The Trouble Between Us: An Uneasy History of White and Black Women in the Feminist Movement by Winifred Breines
My rating: 4 of 5 stars
This book is a collection of essays by Winifred Breines and the role of women in the feminist movement of the 1960s through the 1980s. Breines follows a chronological history of feminists beginning with white women and African-American women's roles in the Student Nonviolent Coordinating Committee (SNCC) and how these two groups of women forged their own campaign for equal rights. Breines also details the role of African-American women in the Black Power movement, specifically detailing specific leaders with the Black Panthers. Two other groups are noted, the Bread and Roses group and Combahee River Collective.

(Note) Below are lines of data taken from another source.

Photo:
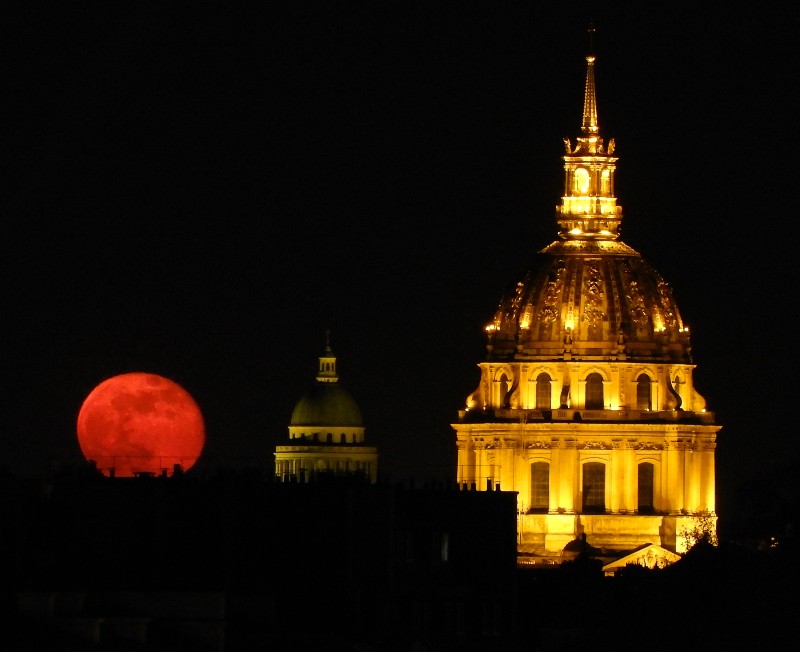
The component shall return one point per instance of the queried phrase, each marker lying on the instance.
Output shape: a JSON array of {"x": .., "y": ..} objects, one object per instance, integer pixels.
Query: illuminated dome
[
  {"x": 586, "y": 405},
  {"x": 591, "y": 300},
  {"x": 589, "y": 296}
]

These groups were socialist feminist group, the former a white oriented group and the latter an African-American group. The Bread and Roses organization was anti-capitalist and anti-racial, hoping to be inclusive of all women of race. The divide between the two races continued into these organizations that began in the days of SNCC. The author then wraps up her discussion as she details the issues in Boston in the 1970s and 1980s when many African-American women were being killed. Women of all colors began to come together to fight capitalism, racism, and sexism.
Well written, scholarly work discussing the oppression of women during the anti-war and New Left movement era. The overriding theme is that solidarity is power and should cross race and class lines.